I found a sense of comfort in being a postman. It was oddly satisfying to be connected to people in a way they couldn’t fathom. I had control over the information they received or didn’t receive. I could do what I wanted with it. I always delivered it unscathed though, as tempting as it was to see what was hidden in the unassuming brown paper envelope, or written in the thin white letter sealed with a red lipsticked kiss.

Unfortunately, I couldn’t outrun my past. I was an unmarried man with no connections to the town, and no interest in any of the women who threw themselves in my path. Of course, I couldn’t tell them I was looking for more than they could offer, so the rumors would start. And once the rumors started, I would leave.

A new town, a new post office, and a new life. This was the pattern my life took for the next two decades, until I ended up in the town outside of the woods. Forty-something with no family. No wife. No kids. No white picket fence. Just me, and a sack of letters and parcels. The only difference was this time, I liked this town. I liked the people. And the butcher reminded me of James. His wife would shoot me looks suggesting they both might be looking for more, too.

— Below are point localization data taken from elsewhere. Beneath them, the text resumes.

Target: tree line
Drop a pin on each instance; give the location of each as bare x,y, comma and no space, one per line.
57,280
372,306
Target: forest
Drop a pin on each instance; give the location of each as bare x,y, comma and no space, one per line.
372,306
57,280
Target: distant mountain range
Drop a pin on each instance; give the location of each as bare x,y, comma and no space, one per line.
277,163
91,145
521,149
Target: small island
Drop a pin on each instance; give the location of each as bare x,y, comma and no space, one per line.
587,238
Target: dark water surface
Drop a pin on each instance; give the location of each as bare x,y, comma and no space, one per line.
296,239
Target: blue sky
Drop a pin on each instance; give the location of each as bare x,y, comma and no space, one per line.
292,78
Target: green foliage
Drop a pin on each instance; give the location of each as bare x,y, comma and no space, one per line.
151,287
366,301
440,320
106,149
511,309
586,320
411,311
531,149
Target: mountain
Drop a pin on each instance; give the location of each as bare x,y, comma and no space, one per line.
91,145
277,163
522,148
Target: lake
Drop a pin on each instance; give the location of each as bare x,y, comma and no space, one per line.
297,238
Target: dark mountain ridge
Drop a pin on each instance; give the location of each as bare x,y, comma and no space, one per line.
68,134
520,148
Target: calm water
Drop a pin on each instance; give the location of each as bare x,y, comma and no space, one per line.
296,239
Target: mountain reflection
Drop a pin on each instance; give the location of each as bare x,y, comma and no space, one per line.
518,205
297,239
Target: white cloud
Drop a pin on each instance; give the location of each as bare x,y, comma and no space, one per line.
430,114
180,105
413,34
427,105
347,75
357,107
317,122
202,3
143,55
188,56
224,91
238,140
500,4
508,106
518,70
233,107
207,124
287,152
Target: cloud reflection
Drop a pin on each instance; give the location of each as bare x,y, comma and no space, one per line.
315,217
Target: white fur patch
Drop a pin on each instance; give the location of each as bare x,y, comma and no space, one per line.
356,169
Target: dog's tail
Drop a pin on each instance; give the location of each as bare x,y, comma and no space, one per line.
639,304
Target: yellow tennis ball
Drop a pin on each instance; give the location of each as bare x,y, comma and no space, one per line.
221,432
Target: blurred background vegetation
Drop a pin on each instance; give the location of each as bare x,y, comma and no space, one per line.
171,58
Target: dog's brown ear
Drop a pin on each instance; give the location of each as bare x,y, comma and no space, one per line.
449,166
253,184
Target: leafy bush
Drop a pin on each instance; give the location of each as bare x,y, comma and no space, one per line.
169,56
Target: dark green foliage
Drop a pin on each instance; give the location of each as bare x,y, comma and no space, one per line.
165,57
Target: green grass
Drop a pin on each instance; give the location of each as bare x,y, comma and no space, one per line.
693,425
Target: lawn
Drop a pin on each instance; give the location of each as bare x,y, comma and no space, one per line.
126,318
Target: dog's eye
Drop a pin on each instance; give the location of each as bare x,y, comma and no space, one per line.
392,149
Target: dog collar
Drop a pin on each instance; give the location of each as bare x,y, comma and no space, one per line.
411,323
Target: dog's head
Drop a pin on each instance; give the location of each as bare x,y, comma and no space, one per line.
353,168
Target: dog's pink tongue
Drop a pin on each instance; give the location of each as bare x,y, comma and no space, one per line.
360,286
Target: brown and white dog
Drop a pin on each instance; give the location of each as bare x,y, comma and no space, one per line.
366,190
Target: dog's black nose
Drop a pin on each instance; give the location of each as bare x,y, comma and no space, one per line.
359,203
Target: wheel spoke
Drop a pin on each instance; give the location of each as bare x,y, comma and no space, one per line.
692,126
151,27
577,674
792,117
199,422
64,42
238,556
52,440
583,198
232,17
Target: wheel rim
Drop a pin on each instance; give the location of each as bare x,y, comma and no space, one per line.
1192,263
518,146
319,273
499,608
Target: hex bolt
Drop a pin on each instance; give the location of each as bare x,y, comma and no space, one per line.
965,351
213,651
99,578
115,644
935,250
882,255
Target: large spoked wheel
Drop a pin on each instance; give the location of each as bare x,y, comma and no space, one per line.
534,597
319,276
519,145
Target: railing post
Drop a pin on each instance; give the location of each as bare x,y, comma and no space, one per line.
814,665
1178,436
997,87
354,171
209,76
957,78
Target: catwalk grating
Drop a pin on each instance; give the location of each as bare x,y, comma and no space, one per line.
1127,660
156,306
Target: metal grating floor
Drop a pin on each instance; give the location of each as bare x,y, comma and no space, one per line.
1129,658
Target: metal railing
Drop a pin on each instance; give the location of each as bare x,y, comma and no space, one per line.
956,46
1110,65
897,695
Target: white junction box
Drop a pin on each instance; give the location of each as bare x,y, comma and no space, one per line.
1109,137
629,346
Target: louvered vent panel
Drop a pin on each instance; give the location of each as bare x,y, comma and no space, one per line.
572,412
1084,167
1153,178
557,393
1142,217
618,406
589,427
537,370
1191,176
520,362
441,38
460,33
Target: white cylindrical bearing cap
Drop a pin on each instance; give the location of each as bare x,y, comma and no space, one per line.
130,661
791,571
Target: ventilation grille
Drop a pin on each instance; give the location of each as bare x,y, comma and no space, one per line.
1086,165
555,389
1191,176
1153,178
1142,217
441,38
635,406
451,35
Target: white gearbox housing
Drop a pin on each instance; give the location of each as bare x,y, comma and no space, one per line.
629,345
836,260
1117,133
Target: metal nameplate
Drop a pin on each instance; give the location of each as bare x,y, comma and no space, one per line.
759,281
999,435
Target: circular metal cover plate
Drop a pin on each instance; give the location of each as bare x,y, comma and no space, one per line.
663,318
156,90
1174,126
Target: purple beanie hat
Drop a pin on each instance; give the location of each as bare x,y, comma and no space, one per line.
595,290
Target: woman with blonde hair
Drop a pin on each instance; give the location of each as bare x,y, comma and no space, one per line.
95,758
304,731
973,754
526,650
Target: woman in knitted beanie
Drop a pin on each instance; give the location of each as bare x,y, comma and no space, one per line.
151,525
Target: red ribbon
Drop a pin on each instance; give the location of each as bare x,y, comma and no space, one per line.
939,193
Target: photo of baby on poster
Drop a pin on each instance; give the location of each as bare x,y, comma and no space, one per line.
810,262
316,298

Before I could dig deeper, the rumors began again. The kids began their pranks, having heard their parents talk about me, trying to run me out of town themselves. This time, though, I wasn’t ready to leave. So when the mayor’s bratty son handed me a package addressed to the house everyone declared was haunted, I merely smiled. Later I would find out that the house wasn’t on the postal routes anymore. But then, all I wanted was to know more about the handsome butcher and his pretty wife. I wanted to dig my feet into the earth, and settle down. A silly haunted house wasn’t going to stop me.

So maybe this was where I made my stand. With a package, and a dare. I’d set out to deliver the parcel, and bring a souvenir back for the kid. Something creepy from the decrepit house, something to show him I wasn’t afraid. I slid the box into my sack and waited until the rest of the mail for the day was delivered. The sun was still high in the sky when I set out on the small path out of town.

I knew where the house was–everyone did. Kids dared each other to enter the gated courtyard, closing their eyes for ten seconds while their friends ran and hid, leaving them alone in the silent woods. My footsteps kept me company as I walked, the package banging against my thigh in my nearly empty bag. I thought about what I would bring back for the asshole kid. A candlestick maybe, or a creepy portrait. I thought about his face when I handed him my trophy. I thought about my newfound life, and what the butcher and his wife were like behind closed doors.

I never once thought that I’d never leave the house again.